The estimable Warren Burt (whom I believe I have run into in more different parts of the world than any other composer), American born but long resident in Australia, writes in to clarify, correct, and complete the picture of the Australian scene I alluded to in writing about Canada. He agrees that Australia treats its composers better than the U.S., but not as well as Canada. In particular, he says, 

your implication that there are orchestral commissions aplenty down here is mistaken. The orchestral scene here is a closed shop, and only members of a certain class get access to it. In my 33 years in Australia, I’ve had access to an orchestra once – and that was when I was a composer in residence with the Australian Broadcasting Corporation in 1987, and I got access to the Adelaide Symphony for 1 day for a recording session. (It’s true I’d never have gotten even that in the US, which is why I say the situation here is better than in the US.)  But I’ve never had a commission for an orchestral work here, despite repeated attempts at getting one. My best rejection was when I got a rejection letter that said “please do not send us work of this calibre again.” Felix Werder, currently 85, and still composing (plug: check out the current CD of his electronic music from the 1970s on Pogus) got the same rejection letter for his 7th Symphony, which had just been played in Russia. (The bureaucrat who wrote those letters was later fired, but Felix still hasn’t had an orchestral performance since the mid-90s, when his 1st Symphony (written in an Australian migrant concentration camp in 1942) was premiered.)

The best difference between the Australian and US new music scenes is that Australia has Medicare (socialized medicine) and unemployment benefits without time limit. Those two things make life easier, and less stressful here. That’s why flourishing new music scenes can exist in Melbourne, Brisbane, Sydney, and Adelaide, and Perth.

The main thing to say is that except in Melbourne (where groups such as the Astra Choir, Speak Percussion, and the Melbourne Composers’ League buck the trend), in Australian new music, there is in general a wall of apartheid between music written with notes on paper, and everything else. And composers who work with “everything else” very rarely get a look in, or a chance, to deal with acoustic musicians playing professionally. So we have two (mostly) very distinct scenes here – a scene much like the US, where we make our own instruments, ensembles, improvisers collectives, installations, etc; and a scene of people writing fully notated scores for instruments, which are played by professionals (usually on a charity or pro-bono basis.)  There is limited financial support for this stuff (but proportionately more than in the US), and commissions go to both groups (“everybody else”, and “notated for professionals”), and in recent years, when there has been much less funding around, and more competition for it, the funding has been pretty evenly distributed between “everything else” and “notated for professionals.”  The funding is not enough (it never is), but it does enable a certain level of activity to keep going.

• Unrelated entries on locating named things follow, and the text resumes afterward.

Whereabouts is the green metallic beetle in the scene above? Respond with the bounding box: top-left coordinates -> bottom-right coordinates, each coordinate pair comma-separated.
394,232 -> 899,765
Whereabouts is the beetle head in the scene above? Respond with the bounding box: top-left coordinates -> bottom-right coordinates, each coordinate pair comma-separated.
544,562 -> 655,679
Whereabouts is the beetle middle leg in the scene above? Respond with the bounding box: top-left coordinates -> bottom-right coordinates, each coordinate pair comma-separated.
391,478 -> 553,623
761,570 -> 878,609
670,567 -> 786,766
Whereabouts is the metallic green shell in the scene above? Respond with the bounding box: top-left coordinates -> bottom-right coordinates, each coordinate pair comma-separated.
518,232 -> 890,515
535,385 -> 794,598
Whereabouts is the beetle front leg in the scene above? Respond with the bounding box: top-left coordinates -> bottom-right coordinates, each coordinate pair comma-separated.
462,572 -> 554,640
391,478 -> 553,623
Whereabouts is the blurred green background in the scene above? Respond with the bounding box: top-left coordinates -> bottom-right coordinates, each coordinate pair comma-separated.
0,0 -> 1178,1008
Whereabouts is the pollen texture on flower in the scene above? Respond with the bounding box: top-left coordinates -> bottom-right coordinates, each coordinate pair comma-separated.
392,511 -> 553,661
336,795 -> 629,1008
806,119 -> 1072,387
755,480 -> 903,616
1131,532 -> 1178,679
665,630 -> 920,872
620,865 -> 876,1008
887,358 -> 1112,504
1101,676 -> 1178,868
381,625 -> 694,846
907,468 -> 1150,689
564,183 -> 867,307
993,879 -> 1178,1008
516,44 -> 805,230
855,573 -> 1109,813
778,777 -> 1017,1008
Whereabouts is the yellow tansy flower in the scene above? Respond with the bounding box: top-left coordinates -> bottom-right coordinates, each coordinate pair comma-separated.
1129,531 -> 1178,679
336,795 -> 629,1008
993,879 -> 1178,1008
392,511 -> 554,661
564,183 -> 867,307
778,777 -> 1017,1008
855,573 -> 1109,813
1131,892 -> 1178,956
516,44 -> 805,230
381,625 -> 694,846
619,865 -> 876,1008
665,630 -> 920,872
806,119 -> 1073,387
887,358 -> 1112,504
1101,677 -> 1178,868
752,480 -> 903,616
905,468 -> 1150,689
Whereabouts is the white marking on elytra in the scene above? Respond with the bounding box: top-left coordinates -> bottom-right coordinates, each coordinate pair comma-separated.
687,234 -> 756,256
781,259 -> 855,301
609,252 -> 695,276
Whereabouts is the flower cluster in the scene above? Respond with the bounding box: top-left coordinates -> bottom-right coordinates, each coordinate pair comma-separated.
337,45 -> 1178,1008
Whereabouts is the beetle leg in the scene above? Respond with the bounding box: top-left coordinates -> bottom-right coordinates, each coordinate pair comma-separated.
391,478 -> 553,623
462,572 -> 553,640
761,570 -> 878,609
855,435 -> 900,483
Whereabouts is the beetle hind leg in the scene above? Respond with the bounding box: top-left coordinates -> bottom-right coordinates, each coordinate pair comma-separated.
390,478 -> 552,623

Nice to have it on such good authority. Nevertheless, when I performed in Brisbane in 2002, I commiserated with Aussie composer Rob Davidson on the problems faced by Downtown music. “Do you know,” he lamented, “that in Brisbane there are only five groups that play this kind of music?” “Rob,” I looked at him incredulously – “that’s how many we have in the entire U.S. of A.” “Oh, I hadn’t thought of that,” he said.